His childhood ended on a hill in eastern Laos just east of the central highlands of Vietnam. He was running, weaving through the trees, body bent low to the hill he scurrying up while God knew how many people were following him and the other three members of his team, following. He thought he could hear them, the crack of their brush as they rushed to keep. The little draw wasn’t on the map, but Hawley had seen it from the chopper, and at the end a narrow a cut between the mountains, not much bigger than his boot as he had stared down from the chopper that brought them in. Hawley was, sure his team was following right behind, trampling the brush behind him, as lead the way.
They had strung out like a line. Hawley leading on point. Sandman walking slack, team leader Willie behind. Finally, Jaybird, tail gunner, protecting the rear. Even as he climbed up the end of the draw, Hawley could hear the crack of breaking brush behind him. They couldn’t keep up with Hawley long legs, still he heard them, sometimes louder, some softer, the rock walls of the draw playing tricks with the sound. It didn’t matter that they dropped them in the wrong position, this was his family, his friends, better than any at the backwater, refinery town he’d left in California and he knew he could lead them out, thinking ahead like he always did and as his legs pumped and his lungs heaved, ready to burst, working it all out in his head, what he’d do at the top. He’d set a mine and as his friends cleared, he’d pull a wire ankle high across the trail, attached to the detonator. They’d all slide and stumble down the other side of the mountain, and when the first enemy soldier followed them stepped on the wire, he and everyone near him, would be shredded by six thousand balls of steel. The chase would be over.
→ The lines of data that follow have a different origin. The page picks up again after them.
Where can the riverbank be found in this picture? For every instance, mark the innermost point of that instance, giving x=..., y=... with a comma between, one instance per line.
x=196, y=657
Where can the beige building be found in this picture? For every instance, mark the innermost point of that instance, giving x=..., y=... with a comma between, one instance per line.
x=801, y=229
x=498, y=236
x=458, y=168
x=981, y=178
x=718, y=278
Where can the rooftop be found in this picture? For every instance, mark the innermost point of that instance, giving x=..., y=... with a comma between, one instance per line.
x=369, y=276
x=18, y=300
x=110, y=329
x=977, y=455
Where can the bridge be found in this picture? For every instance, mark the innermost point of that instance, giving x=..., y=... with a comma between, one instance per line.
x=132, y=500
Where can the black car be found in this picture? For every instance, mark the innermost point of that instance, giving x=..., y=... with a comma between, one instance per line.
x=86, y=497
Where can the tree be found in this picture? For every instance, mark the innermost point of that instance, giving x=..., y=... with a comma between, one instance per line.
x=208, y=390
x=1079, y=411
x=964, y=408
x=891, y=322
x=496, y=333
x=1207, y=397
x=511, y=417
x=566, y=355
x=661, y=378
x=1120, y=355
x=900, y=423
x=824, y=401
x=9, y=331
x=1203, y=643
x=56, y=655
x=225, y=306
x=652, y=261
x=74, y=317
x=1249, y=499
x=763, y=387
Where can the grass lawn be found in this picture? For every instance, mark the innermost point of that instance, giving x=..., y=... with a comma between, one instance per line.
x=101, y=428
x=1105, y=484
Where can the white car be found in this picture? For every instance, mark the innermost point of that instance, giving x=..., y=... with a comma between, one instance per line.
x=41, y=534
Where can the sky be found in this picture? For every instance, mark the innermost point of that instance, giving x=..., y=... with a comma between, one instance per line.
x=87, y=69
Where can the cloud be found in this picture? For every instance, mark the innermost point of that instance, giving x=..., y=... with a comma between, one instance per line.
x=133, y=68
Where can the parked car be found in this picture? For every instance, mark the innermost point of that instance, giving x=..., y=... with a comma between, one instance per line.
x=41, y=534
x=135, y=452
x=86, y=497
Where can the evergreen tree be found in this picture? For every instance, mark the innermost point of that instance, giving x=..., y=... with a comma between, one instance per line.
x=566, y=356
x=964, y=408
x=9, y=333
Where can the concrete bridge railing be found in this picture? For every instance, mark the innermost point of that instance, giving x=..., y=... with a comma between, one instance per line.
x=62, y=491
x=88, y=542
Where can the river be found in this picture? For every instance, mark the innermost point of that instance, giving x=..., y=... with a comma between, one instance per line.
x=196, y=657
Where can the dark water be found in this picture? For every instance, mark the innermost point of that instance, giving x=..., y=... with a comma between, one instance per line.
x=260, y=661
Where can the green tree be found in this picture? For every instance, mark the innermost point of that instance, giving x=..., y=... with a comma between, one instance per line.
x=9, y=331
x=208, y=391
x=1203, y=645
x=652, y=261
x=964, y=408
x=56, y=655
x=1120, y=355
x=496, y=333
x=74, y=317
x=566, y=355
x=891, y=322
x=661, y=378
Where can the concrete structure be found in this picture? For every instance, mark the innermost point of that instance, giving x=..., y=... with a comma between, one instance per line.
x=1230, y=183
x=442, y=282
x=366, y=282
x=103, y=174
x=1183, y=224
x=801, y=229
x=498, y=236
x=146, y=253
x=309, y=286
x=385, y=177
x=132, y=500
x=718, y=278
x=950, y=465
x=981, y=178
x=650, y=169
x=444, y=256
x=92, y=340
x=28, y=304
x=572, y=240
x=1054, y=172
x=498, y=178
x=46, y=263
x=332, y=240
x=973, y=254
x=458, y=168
As he reached the top of the draw, the wind rose, screaming in his ears, freezing the sweat soaked armpits of his fatigues and stinging his neck. He knelt, slung off his pack, and pulled out the curved explosive charge, faced it down slope and drove the two spikes on the bottom of it into the ground. He broke off a little brush laid it in front it and spooled out the wire, laid down in the dirt waiting for his team. It was then that the wind and the canyon showed him their great trick. The wind stopped burning his ears. Sound seemed to die and the narrow cut of canyon, expanding below, magnified everything happening below, but it lied, transforming the sounds of what he’d heard into something completely different. The crack of brush from his team following sharped into the sound of gun fire. Not close, not even moving up toward him, but trapped far away down at the bottom by the river in the reeds and bamboo, where they had first been ambushed. It couldn’t be true. He knew that they had to have been following him, so he waited for the sound to change back. But it didn’t change back to what he wanted. It changed to something word, the sound of gun fire dying, and a friend screaming, terrible sounds, inhuman sounds, each one, each awful note, searing his brain.